Alliance Troublesome for Future
“We are strategic allies in the Middle East right now—the Russians are our allies and give us weapons,” said one of the Hezbollah officers who chose to call himself Commander Bakr. He is in charge of five units in Syria, around 200 troops. (He chuckled when he said his nom de guerre, mocking Abu Bakr al-Baghdadi, the self-appointed “caliph” of the so-called Islamic State.)

As someone who has led units fighting from Latakia to Idlib province, around Damascus, and in the Qalamon Mountains that border Lebanon, Commander Bakr says that the Russian airstrikes have changed the course of the ground war, where Hezbollah, supported by Iran, has taken the lead.

 Bakr said that Russia has been increasing its support for his armed movement since 2012. Russia’s deputy foreign minister, Mikhail Bogdanov, met with Hezbollah’s leader Hassan Nasrallah in Beirut in 2014 to discuss regional developments.
 “We maintain contacts and relations with them because we do not consider them a terrorist organization,” Bogdanov said at the time, according to the Interfax news agency.

“Assir,” a Hezbollah recruiter and trainer in Lebanon who also commands a Special Forces unit that fights across Syria, says the Russians are increasingly impressed with Hezbollah and rely on it, rather than the Syrian military, to guard Russian arms depots inside Syria.
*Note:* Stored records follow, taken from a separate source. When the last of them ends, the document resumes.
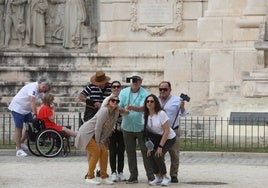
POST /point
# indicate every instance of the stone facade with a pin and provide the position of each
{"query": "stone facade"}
(212, 50)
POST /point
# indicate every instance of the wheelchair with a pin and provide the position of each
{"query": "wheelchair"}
(46, 142)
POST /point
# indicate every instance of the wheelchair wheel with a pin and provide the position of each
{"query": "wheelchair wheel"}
(49, 143)
(66, 147)
(32, 147)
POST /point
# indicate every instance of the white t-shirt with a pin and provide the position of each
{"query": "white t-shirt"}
(156, 122)
(21, 102)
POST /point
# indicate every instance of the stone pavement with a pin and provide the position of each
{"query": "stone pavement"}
(197, 169)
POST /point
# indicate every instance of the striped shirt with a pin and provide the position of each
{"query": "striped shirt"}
(94, 94)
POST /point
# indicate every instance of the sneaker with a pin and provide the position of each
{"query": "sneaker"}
(156, 181)
(114, 177)
(132, 181)
(165, 181)
(174, 179)
(21, 153)
(24, 147)
(107, 182)
(121, 177)
(92, 181)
And to hear Assir tell the story, Hezbollah has extensive access to what’s inside those depots.

“Hezbollah is teaching the Syrian army how to use many of these new weapons,” says Assir. He maintains that Moscow hasn’t placed any restriction on how Hezbollah can use the Russian arms in its possession, including against Israel if the organization deems it necessary. “When it comes to Israel, Hezbollah doesn’t take directions from anyone,” he says emphatically. But it is not clear that he is in a senior enough position to know what secret agreements have been made.

The problem is that with the unsuccessful U.S. military actions against ISIS, the door has been opened for the Russians to gain a much bigger footprint into the Middle East. That may become particularly difficult if conflicts increase between Israel and Hezbollah, as they inevitably will.

That means that the tepid military response by the U.S. that allowed the Russians in could lead to a much bigger problem in the Middle East. Actions or inaction both have consequences, and the Obama administration’s poor grasp on international affairs could lead to a much bigger problem than we are now seeing with the rise of ISIS.